Governments have thought that because they controlled the institutions, trust could be easily manufactured. What they have found out as each new episode of the news plays out on the whirlwind spinning feeds of social media is that it is, instead, easily broken. No amount of yelling, belittling, soft peddling, image making, story crafting is going to work this time. The tools the powerful have had are broken and it isn’t something that will get fixed with enough duct tape or soundbites. The cameras are perpetually rolling, and there’s no where for the powerful to hide any longer. They would be best to figure that out and own up to the moment because the old methods are not going to work any longer.









Yet another example of Aaron’s ability to capture what we all think.

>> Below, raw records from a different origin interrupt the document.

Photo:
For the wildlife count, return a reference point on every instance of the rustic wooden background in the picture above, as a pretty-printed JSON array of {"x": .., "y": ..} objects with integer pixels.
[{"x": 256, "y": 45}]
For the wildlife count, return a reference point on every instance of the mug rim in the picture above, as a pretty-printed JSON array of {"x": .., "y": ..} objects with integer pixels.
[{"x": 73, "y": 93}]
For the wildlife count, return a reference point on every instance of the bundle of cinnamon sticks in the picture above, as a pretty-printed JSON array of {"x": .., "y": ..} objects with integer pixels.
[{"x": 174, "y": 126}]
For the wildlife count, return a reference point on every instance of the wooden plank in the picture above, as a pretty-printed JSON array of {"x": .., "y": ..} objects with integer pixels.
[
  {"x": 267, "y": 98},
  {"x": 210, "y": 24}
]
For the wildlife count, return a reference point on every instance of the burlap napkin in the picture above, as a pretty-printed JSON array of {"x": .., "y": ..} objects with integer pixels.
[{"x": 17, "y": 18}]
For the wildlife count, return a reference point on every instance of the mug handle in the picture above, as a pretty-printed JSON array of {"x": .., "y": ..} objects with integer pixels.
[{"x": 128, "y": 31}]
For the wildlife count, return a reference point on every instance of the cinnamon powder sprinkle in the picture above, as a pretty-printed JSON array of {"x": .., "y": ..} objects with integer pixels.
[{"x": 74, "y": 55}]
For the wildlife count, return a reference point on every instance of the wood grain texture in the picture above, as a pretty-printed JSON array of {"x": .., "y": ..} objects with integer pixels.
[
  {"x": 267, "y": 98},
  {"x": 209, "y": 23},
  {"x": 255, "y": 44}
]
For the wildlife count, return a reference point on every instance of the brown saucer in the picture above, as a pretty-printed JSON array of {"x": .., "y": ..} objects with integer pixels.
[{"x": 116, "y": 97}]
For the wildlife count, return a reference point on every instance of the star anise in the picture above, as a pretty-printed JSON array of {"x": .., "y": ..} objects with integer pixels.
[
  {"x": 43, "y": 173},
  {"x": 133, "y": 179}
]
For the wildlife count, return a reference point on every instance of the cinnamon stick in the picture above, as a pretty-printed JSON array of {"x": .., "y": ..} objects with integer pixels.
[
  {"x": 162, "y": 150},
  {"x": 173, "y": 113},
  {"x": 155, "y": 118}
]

My husband and I were fortunate enough to get married, buy a house, and start a family at 25, having 4 kids by 30…and we sacrificed a lot to make that happen. But at 35 we are asking these same questions.
We are old enough to have known life before and after 9/11 and even recall questioning WMD searches and the start of war as preteens (when it wasn’t cool to question those things).
We are Christian conservatives who have asked questions about other situations, but have never ventured into questions about Israel and the government’s influence (due to how it has been presented in our faith), until now. I don’t like to fall down the rabbit holes of others, yet I believe our millennial upbringing has caused us take very little at face value.
Needless to say, I get why 25-year-olds are questioning so much. I have lived and seen so much of what they are questioning and genuinely pray things improve for them and for my own children.
Another excellent read. Appreciate your thoughts so much!